The EXIT Project: the research
Back in 2007, 2 clinicians, Dr Tim Nutbeam (consultant in Accident and Emergency) and Rob Fenwick (consultant nurse) started the EXIT project. They aimed to find out what was the best thing to do for people trapped in vehicles and develop guidance, based on evidence. The Road Safety Trust funded the project. Over a number of years, they carried out 10 detailed studies. These included:
- Comparing injuries for people trapped in vehicles and those who were not. In particular, they looked at spinal injuries and ‘time-dependent injuries’ – those which get worse the longer they are left.
- Looking at how different ways of getting people out of vehicles apply forces to their bodies differently. For instance, how far were different methods likely to cause an unstable spine to move and risk injury to the spinal cord?
- Finding out what the people themselves thought. How distressing was it being trapped in a car? What was their experience and what did they want?
- Finding out what experts, such as paramedics and rescue services thought of the evidence.
The EXIT Project: results
Their findings were surprising and challenged the way things have been done for 70 years.
- There was no evidence of that getting people out of vehicles caused injuries to their spine or even death.
- Only very few people who were extricated had spinal injuries that might be made worse by movement – 0.7%;
- Trapped patients are more likely to serious injuries or die. (This may sound obvious because a crash bad enough to trap drivers and passengers is likely to be serious.) It also may mean that getting them out is a priority.
- Women are more likely to be trapped than men;
- Men and women tend to suffer different injuries. Women are more likely to have injuries to the spine and pelvis. Men are more likely to have head, chest, arm and leg injuries.
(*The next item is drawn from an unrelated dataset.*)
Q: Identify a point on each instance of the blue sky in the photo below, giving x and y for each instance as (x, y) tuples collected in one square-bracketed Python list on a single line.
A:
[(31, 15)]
- Neck collars reduced neck movement for people who got themselves out.
- Ways of getting people out that were supposed to reduce movement didn’t actually do so;
- People who got themselves out had less neck movement that those who didn’t.
- It was really important to trapped people that someone was there talking to and reassuring them. This reduced their distress.
The EXIT Project: conclusions
In short, the received wisdom was wrong and we urgently needed a change in practice. Leaving people trapped in vehicles until they could be got out ‘safely’ was doing more harm than good. The risk of getting people out quickly – and of them getting themselves out – was lower than anyone thought.
New guidance
New guidance is being brought in for paramedics, ambulance crews and fire and rescue services. The guidance recommends a change in practice. The emphasis now is on helping people to get out of their vehicles more quickly. The aim is to reduce harm from road accidents.
Conclusions
Accidents will still happen and people will still sadly be injured on our roads. People will still suffer serious fractures, spinal injuries and internal injuries. Some injuries were worse because people were left in their vehicles for too long. New guidelines should ensure people are extricated more quickly, reducing the harm from road accidents.